Eppure nelle ultime settimane qualcosa ha iniziato a muoversi. Non solo perché la delegazione cinese ha partecipato ai colloqui con gli altri creditori, ma sono stati anche raggiunti accordi preliminari per le ristrutturazioni di Sri Lanka e Ghana. Segno che Pechino e il Club di Parigi hanno finalmente risolto il loro impasse? In parte: per ora la Cina sembrerebbe aver accettato di subire delle perdite in cambio di nuove sovvenzioni e prestiti della Banca Mondiale e del Fmi. Fondi che, in assenza di un accordo con i creditori, le istituzioni di Washington avevano bloccato nel timore venissero usati per pagare i debiti cinesi e che ora contribuiranno ad ossigenare le bilance dei Paesi debitori. Buone notizie dunque per il Ghana, che si appresta a finalizzare l’accordo per la ristrutturazione del suo debito estero, ma non necessariamente per gli altri Paesi in difficoltà che devono soldi a Pechino. 
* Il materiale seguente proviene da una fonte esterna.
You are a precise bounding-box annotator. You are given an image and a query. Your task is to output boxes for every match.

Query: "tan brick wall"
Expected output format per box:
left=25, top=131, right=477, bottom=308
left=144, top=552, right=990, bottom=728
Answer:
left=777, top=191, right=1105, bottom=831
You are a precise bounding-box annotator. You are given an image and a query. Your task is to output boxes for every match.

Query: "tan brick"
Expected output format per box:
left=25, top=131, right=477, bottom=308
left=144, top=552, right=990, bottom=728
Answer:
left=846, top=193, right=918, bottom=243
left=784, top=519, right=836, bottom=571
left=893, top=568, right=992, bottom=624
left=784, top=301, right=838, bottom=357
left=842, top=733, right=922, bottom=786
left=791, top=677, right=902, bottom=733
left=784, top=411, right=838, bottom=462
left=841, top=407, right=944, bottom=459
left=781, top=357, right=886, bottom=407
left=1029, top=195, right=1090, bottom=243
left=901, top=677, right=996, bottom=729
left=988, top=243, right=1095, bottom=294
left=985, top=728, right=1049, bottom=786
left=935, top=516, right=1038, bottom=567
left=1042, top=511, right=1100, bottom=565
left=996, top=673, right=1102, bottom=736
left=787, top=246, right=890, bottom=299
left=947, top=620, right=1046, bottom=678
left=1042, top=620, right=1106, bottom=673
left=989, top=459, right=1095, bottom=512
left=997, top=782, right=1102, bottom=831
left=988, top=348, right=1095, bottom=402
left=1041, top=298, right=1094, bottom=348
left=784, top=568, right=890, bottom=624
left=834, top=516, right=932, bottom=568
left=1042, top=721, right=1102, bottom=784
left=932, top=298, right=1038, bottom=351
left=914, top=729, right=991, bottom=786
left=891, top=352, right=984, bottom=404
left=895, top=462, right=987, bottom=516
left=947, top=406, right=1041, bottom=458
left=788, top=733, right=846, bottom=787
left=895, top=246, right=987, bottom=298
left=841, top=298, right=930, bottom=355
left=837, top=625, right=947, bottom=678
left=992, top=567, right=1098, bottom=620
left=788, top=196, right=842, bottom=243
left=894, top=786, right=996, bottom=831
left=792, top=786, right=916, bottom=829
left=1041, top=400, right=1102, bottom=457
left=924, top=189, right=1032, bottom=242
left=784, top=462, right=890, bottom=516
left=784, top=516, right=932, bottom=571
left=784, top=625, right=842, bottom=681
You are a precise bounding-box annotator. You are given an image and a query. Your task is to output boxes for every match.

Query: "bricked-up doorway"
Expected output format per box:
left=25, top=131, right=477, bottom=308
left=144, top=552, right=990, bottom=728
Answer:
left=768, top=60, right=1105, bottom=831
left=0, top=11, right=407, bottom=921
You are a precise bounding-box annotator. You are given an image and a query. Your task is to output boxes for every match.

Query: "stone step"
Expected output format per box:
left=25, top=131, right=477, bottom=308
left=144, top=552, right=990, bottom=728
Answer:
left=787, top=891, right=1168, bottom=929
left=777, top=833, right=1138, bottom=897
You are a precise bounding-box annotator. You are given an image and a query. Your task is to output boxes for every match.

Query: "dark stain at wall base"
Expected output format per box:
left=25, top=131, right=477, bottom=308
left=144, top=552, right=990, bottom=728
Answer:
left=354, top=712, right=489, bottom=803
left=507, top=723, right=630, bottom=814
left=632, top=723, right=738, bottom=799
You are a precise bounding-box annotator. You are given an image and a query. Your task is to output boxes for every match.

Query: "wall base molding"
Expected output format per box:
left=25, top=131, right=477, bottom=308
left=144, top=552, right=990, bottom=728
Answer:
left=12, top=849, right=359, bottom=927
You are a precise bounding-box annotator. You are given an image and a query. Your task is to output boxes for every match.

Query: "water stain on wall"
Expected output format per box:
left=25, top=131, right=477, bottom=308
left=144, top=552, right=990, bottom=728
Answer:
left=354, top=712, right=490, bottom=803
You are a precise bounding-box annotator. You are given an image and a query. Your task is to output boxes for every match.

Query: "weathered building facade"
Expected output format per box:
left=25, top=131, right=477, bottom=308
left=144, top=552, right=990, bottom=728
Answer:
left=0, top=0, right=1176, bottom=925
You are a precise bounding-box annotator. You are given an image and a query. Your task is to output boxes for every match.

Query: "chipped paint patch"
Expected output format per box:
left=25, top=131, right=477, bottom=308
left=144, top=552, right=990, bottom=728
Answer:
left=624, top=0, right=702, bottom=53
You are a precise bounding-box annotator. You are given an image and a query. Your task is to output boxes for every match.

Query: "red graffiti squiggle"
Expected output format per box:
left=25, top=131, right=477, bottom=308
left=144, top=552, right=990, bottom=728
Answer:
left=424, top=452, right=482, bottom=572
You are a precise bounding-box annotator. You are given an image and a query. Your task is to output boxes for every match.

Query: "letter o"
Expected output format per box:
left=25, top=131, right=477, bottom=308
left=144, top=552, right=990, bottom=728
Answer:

A guardare bene il caso ghanese, per quanto sia un primo banco di prova, è anche un caso relativamente semplice: Accra deve alla Cina meno di 2 miliardi di dollari, nemmeno un terzo dei 6 miliardi dovuti dallo Zambia che ha fatto default più di due anni fa. Insomma, se da una parte Pechino sembra sempre più consapevole che, in assenza di un condono condiviso oggi, le perdite future rischiano di essere ben maggiori, dall’altra bisognerà attendere negoziati più “difficili” per verificare la solidità di questo nuovo tacito accordo fra la Cina e l’Occidente. Soprattutto, Pechino accetterà di collaborare anche dove le sue perdite saranno maggiori rispetto ai fondi rilasciati?